U.S., China pressure Europe on debt
Sep 24, 2011, 8:13 a.m.
"They have six weeks to resolve this crisis," British Finance Minister George Osborne said on Friday, referring to the need to hammer out a definitive plan by the time Group of 20 political leaders meet in Cannes, France, in November.
Geithner said on Saturday indebted countries need time to "demonstrate fiscal discipline" but urged speed in implementing changes to a 440-billion-euro European Financial Stability Facility that were agreed in July and suggested consideration should be given to even more changes.
"Further action to expand the effective capacity of these commitments is still necessary to create a firewall against further contagion," he said, without specifying what action.
G20 participants did not say how the EFSF might be altered and French Finance Minister Francois Baroin used the word "leverage" in comments to reporters on Thursday.
The United States wants Europe to leverage up the EFSF to give it more firepower.

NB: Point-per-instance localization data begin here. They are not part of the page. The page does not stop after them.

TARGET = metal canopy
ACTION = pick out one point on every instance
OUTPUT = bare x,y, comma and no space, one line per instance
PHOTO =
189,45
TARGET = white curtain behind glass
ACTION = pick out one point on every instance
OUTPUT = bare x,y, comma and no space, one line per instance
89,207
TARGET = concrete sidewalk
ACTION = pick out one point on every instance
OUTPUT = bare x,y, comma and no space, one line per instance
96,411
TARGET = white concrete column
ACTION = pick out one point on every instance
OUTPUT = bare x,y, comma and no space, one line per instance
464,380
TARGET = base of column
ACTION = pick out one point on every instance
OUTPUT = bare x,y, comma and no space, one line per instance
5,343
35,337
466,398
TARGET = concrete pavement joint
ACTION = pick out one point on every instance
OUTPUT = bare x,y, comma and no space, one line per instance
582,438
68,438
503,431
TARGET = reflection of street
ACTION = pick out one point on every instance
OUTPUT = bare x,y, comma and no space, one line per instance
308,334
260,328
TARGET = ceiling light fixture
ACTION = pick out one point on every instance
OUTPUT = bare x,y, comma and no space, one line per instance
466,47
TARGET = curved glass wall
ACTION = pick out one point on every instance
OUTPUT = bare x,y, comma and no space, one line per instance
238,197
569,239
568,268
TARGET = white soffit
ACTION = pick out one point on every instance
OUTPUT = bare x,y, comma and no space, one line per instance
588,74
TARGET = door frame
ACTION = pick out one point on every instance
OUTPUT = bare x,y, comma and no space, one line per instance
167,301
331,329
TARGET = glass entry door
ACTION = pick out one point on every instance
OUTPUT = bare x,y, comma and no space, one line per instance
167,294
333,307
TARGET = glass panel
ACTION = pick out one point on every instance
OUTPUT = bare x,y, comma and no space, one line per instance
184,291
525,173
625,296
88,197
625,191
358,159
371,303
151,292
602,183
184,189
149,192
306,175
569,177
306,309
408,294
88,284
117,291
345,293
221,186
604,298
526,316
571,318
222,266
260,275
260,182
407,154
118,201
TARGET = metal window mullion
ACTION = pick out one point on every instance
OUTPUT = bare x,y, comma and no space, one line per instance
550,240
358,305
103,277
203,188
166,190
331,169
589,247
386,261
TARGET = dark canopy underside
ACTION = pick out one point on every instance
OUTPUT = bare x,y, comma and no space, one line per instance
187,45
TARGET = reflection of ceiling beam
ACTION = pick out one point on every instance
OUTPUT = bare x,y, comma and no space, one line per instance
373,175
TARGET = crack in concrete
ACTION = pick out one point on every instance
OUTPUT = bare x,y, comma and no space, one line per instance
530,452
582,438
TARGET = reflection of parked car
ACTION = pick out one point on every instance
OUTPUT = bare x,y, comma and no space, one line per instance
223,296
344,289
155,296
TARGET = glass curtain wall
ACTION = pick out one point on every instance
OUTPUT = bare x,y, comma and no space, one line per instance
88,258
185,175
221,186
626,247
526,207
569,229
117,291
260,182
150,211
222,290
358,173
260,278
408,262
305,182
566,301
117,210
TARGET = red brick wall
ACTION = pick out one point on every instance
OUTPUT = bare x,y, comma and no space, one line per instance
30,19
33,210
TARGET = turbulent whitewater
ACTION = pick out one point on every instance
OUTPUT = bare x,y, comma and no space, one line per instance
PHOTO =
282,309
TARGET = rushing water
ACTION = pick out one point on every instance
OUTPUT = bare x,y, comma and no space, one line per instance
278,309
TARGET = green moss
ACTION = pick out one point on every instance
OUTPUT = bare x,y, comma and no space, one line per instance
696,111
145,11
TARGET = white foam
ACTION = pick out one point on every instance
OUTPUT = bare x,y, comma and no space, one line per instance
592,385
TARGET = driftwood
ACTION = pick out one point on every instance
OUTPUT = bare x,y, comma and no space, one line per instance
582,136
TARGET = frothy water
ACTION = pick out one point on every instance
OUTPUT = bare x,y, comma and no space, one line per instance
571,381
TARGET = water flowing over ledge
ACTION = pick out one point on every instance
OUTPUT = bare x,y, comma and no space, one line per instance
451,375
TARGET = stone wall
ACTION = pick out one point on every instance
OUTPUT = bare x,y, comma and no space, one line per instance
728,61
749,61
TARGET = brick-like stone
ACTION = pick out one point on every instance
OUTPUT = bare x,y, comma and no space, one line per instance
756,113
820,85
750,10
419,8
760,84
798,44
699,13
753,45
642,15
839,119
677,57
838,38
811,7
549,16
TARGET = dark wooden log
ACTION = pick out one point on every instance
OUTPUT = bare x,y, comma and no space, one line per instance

One option could be for the ECB to commit large amounts of funding to back up the EFSF.
Germany, as the strongest economy in Europe, plays a central role in any effort to curb a debt crisis.
Finance Minister Wolfgang Schaeuble said on Saturday he will meet his Greek counterpart, Evangelos Venizelos, while in Washington for the IMF meetings.
"We are permanently in contact and talk a lot," Schaeuble said, a day after German Chancellor Angela Merkel sought to dampen speculation about the chances of a Greek default by saying it was not an option for her.
"The damage would be impossible to predict," Merkel warned members of her political party in Germany.